Passando all’esame del secondo motivo, si osserva che lo stesso è infondato in quanto il Tribunale, pur dando atto che l’istanza di riesame riguardava soltanto il profilo delle esigenze cautelari, ha valutato altresì la questione della sussistenza della gravità indiziaria, riportandosi sul punto alle argomentazioni contenute nell’ordinanza applicativa della misura cautelare.

Si osserva a tal proposito che, secondo la giurisprudenza di questa Corte (cfr, tra le altre, Cass. Sez. 4, Sent. n. 16886 del 20.1.2004, Rv. 227942), al giudice dell’impugnazione è consentito motivare "per relationem" purchè egli si attenga al rispetto di criteri specifici in ossequio ai quali: 1) ogni riferimento risulti ad un atto legittimo del procedimento la cui motivazione sia congrua per rapporto alla propria "giustificazione" verso il provvedimento finale; 2) il decidente sia pienamente a conoscenza delle ragioni del provvedimento di riferimento e risulti che le ritenga coerenti alla propria decisione e le condivida; 3) risulti che l’atto di riferimento sia conosciuto dall’interessato o almeno a lui ostensibile. Correttamente pertanto, nella fattispecie de qua, i Giudici del riesame si sono riportati "per relationem" all’ordinanza applicativa della misura cautelare.

Parimenti infondati sono gli ulteriori motivi di ricorso, in quanto il Tribunale con una motivazione adeguata e congrua ha indicato le ragioni per cui sussistevano le esigenze cautelari di cui all’art. 273, comma 1, lett. a) e c), nonchè i motivi per cui la misura della custodia in carcere appariva la sola adeguata a soddisfarle.

Rilevava infatti il provvedimento impugnato che il C. era stato trovato in possesso di una ingente quantità di sostanza stupefacente e da ciò si poteva desumere che egli fosse in contatto con organizzazioni criminali dedite al traffico di stupefacenti; che egli era infine gravato da due precedenti specifici. In considerazione di tali fatti il Tribunale del riesame riteneva che sussistesse un fondato pericolo di recidiva e che la misura della custodia in carcere fosse l’unica in grado di assicurare l’assenza di contatti del C. con i clienti e i fornitori, al fine di evitare oltre al pericolo di reiterazione di analoghe condotte, anche il pericolo di inquinamento probatorio.

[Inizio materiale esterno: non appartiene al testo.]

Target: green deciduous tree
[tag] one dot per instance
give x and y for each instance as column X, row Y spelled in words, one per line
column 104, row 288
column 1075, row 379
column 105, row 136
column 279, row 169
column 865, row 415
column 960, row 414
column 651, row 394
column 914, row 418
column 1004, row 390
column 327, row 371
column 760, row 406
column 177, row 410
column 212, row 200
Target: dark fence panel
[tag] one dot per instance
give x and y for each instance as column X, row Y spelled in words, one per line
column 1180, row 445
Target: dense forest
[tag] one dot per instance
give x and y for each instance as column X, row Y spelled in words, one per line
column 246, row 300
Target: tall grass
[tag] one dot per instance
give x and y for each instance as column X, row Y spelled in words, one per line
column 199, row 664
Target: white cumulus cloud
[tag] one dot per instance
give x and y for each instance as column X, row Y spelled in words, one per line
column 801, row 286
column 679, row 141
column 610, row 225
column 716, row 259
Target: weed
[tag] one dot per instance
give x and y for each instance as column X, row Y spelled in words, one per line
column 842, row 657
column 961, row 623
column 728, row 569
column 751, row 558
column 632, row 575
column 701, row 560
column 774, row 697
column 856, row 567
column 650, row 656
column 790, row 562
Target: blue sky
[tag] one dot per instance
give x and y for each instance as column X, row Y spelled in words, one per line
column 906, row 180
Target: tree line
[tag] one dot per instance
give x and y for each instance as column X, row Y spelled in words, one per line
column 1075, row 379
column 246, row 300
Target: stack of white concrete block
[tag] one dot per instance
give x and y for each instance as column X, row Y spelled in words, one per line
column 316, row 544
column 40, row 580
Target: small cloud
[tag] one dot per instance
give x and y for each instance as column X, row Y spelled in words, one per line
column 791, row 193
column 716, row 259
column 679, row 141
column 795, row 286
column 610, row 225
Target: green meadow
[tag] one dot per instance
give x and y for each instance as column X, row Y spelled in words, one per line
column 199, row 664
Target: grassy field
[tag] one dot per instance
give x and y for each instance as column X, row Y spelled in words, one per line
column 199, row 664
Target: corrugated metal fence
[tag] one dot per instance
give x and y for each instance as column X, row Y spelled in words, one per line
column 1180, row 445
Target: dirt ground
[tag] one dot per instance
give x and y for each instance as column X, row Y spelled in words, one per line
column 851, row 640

Il ricorso deve essere pertanto rigettato e il ricorrente condannato al pagamento delle spese processuali.
P.Q.M.

Rigetta il ricorso e condanna il ricorrente al pagamento delle spese processuali.

La Corte dispone inoltre che copia del presente provvedimento sia strasmesso al direttore dell’istituto penitenziario competente perchè provveda a quanto stabilito dall’art. 94 disp. att. c.p.p., comma 1 ter.

Così deciso in Roma, il 13 giugno 2012.
Testo non ufficiale. La sola stampa del bollettino ufficiale ha carattere legale.